Rejet générationnel grotesque
Pour Ludivine Bantigny, la vision étriquée d'une partie de la classe politique et médiatique se heurte à celle de cette jeunesse impliquée, «au niveau de réflexivité impressionnant», qui voit la politique «comme un bien commun, et non pas seulement un bulletin de vote. L'objectif de ces discours de dénigrement est de diviser. Tout ça est très idéologique, c'est une stratégie médiatique.»
Les ficelles sont tellement grossières et le discours de rejet si creux qu'il en devient ridicule, grotesque. «Le clivage générationnel est trop essentialisant. Ce sont ces adultes qui finissent par se discréditer, souligne l'historienne. Ils ne voient que le chacun-pour-soi. Dire “ce n'est pas possible que les jeunes pensent à la retraite”, c'est vraiment ne rien comprendre à la solidarité.»
«En France, les tensions générationnelles sont relativement vives dans le débat politique, avec un sentiment d'injustice entre générations qui est fortement développé parmi les jeunes adultes, analyse Cécile Van de Velde. Il y a aussi la construction sociale et professionnelle d'une assez forte hiérarchie entre les âges: il faut attendre avant d'être légitime socialement et politiquement, ce qui tend à développer en retour un regard et un discours que je qualifierais de “paternaliste” sur les jeunes.»
Heureusement, une poignée de personnalités, fussent-elles influentes, ne suffisent pas à inhiber le rouleau compresseur d'une jeunesse décidée à tout mener de front. La disqualification de leur engagement n'aura, semble t-il, pas de prise sur eux.
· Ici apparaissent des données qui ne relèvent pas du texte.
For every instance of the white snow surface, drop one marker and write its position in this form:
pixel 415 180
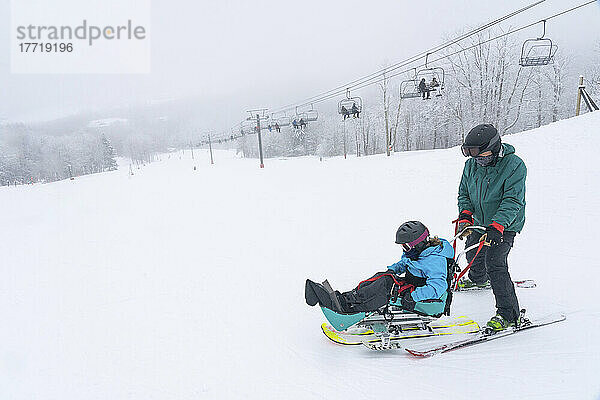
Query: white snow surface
pixel 183 284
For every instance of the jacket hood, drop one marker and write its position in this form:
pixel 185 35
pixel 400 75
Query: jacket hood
pixel 507 149
pixel 444 250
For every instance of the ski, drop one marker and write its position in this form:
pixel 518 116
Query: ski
pixel 485 336
pixel 440 327
pixel 522 284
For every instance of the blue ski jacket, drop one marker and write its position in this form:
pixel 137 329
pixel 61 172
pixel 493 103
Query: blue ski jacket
pixel 432 265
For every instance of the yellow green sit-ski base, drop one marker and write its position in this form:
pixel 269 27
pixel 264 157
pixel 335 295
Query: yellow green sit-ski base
pixel 441 326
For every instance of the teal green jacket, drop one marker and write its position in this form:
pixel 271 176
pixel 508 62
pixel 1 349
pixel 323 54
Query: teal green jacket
pixel 495 193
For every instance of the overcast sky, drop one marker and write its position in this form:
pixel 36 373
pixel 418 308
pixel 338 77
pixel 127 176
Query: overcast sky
pixel 252 53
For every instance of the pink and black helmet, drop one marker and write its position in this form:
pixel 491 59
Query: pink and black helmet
pixel 411 234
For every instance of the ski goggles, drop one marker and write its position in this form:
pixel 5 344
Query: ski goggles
pixel 411 245
pixel 474 151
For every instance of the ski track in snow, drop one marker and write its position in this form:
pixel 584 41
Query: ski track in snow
pixel 182 284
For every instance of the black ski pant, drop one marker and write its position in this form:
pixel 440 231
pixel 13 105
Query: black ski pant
pixel 492 263
pixel 369 296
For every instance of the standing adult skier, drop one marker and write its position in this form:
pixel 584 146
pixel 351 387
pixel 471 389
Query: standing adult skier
pixel 492 194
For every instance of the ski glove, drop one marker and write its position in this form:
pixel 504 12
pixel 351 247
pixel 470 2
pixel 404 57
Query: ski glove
pixel 465 219
pixel 407 301
pixel 494 233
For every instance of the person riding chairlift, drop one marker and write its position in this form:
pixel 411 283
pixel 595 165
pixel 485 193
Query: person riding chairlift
pixel 355 111
pixel 424 89
pixel 345 112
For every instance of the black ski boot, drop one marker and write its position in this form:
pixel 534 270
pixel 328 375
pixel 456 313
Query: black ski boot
pixel 323 295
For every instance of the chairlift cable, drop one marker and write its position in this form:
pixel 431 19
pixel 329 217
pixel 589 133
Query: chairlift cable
pixel 416 57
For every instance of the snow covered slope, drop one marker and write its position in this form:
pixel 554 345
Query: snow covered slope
pixel 182 284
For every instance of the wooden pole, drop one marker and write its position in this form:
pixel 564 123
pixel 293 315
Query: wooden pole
pixel 210 148
pixel 262 164
pixel 579 95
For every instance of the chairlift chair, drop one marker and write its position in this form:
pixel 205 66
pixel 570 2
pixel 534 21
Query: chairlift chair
pixel 346 106
pixel 283 120
pixel 409 89
pixel 310 115
pixel 537 52
pixel 247 127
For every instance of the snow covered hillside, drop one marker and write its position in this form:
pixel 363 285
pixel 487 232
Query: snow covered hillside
pixel 183 284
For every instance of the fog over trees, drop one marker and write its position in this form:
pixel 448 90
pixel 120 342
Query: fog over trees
pixel 483 83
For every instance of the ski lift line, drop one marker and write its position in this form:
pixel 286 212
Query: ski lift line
pixel 366 84
pixel 370 81
pixel 423 54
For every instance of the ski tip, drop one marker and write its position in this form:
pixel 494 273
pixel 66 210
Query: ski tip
pixel 419 354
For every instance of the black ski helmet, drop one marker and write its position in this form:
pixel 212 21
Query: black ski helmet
pixel 480 139
pixel 412 233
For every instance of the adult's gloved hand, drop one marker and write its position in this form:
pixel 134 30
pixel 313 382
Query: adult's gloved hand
pixel 407 301
pixel 494 233
pixel 465 219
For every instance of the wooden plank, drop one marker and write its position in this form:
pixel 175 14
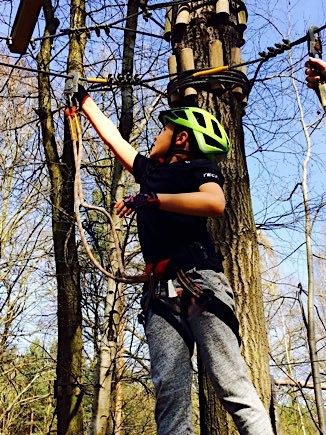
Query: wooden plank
pixel 24 24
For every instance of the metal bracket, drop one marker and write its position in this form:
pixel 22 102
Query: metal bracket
pixel 71 86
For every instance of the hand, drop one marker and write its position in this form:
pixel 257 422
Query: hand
pixel 142 200
pixel 122 210
pixel 81 95
pixel 315 72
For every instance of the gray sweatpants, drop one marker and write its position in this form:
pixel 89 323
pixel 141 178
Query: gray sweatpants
pixel 220 354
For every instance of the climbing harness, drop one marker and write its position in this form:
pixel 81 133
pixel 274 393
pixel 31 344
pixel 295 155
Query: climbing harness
pixel 315 49
pixel 175 309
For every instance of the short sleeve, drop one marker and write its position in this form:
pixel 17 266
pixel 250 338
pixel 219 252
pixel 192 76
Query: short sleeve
pixel 140 167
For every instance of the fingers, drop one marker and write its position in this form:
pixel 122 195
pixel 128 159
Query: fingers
pixel 313 76
pixel 122 210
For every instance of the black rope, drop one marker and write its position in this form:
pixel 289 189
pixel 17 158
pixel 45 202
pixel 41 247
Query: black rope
pixel 228 80
pixel 184 79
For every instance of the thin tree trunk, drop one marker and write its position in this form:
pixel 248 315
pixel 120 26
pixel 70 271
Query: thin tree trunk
pixel 61 171
pixel 314 361
pixel 103 420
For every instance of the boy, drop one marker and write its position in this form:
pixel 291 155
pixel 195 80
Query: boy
pixel 188 299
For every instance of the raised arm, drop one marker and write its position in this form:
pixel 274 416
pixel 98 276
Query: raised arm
pixel 108 132
pixel 209 201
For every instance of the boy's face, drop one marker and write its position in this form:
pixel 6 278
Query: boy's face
pixel 162 142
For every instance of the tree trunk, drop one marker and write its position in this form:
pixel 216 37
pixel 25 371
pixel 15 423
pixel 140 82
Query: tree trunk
pixel 235 233
pixel 103 420
pixel 61 171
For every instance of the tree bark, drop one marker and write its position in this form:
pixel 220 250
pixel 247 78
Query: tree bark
pixel 104 416
pixel 235 233
pixel 61 172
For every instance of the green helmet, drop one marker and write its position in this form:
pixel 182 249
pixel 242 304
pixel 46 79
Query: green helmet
pixel 211 137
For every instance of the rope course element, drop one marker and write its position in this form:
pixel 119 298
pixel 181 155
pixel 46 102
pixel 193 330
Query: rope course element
pixel 213 73
pixel 222 78
pixel 73 120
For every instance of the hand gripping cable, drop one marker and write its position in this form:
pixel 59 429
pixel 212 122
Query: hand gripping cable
pixel 315 49
pixel 73 119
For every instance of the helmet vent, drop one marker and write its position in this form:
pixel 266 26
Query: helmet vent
pixel 216 128
pixel 200 119
pixel 180 114
pixel 210 141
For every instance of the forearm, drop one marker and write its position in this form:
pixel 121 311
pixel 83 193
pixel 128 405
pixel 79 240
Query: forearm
pixel 109 133
pixel 194 203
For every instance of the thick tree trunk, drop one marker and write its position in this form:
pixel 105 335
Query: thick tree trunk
pixel 235 233
pixel 61 171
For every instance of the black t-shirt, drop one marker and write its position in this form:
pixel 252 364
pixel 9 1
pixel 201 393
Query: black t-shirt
pixel 162 233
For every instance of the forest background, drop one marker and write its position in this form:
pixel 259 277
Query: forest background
pixel 279 114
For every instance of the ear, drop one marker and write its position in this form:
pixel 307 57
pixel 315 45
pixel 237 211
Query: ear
pixel 182 138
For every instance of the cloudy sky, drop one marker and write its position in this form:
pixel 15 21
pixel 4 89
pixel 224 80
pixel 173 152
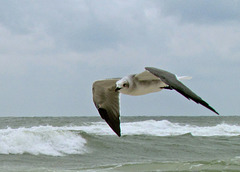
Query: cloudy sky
pixel 52 51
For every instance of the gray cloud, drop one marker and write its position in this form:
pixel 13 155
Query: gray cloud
pixel 204 12
pixel 52 51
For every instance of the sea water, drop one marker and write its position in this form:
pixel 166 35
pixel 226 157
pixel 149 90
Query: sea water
pixel 70 144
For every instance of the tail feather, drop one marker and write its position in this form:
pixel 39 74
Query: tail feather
pixel 180 78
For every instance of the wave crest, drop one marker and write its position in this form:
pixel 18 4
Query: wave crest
pixel 47 140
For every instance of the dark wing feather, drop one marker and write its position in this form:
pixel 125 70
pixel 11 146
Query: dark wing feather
pixel 106 101
pixel 171 80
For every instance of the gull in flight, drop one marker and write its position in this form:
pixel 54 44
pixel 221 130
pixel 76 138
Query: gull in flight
pixel 106 92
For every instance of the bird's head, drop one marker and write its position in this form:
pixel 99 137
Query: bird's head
pixel 122 84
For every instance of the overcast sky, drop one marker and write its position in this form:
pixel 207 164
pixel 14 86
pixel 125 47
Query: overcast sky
pixel 52 51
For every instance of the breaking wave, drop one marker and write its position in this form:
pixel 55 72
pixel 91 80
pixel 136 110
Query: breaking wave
pixel 46 140
pixel 60 141
pixel 163 128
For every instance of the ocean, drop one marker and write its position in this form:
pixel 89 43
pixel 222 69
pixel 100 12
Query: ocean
pixel 151 144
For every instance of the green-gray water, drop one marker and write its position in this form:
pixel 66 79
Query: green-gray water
pixel 69 144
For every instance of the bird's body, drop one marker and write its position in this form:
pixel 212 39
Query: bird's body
pixel 106 92
pixel 140 87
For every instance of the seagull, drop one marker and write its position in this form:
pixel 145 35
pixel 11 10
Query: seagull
pixel 106 92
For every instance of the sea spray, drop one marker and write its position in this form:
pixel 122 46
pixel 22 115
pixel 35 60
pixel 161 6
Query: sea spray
pixel 47 140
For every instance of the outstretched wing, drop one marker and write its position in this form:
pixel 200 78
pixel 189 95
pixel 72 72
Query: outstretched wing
pixel 173 83
pixel 106 101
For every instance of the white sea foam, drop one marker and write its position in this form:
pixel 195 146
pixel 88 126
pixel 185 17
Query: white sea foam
pixel 163 128
pixel 60 141
pixel 47 140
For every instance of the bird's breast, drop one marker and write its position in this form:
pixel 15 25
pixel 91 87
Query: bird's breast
pixel 144 87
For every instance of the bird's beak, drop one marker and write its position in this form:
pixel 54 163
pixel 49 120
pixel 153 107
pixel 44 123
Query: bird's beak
pixel 117 89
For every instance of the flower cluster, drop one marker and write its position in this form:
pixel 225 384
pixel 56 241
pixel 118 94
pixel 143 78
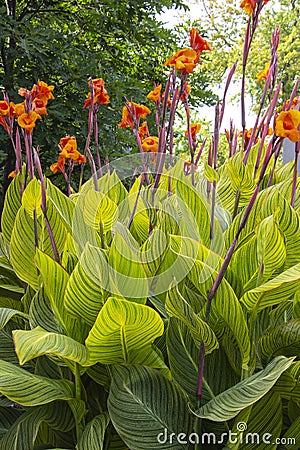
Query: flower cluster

D'autant que de très nombreux commentaires intergénérationnels de soutien sont également apparus sous les tweets et extraits d'émissions, galvanisés par le côté déterminé de ces jeunes.
«Une fois rentrés dans le mouvement, on ne lâchera rien, insiste Gwenn Thomas-Alves, de la FIDL. Ces discours nous renforcent, ils n'ont aucun argument à nous opposer. Même si les remarques persistent, on continuera à se mobiliser dans la joie et la bonne humeur.»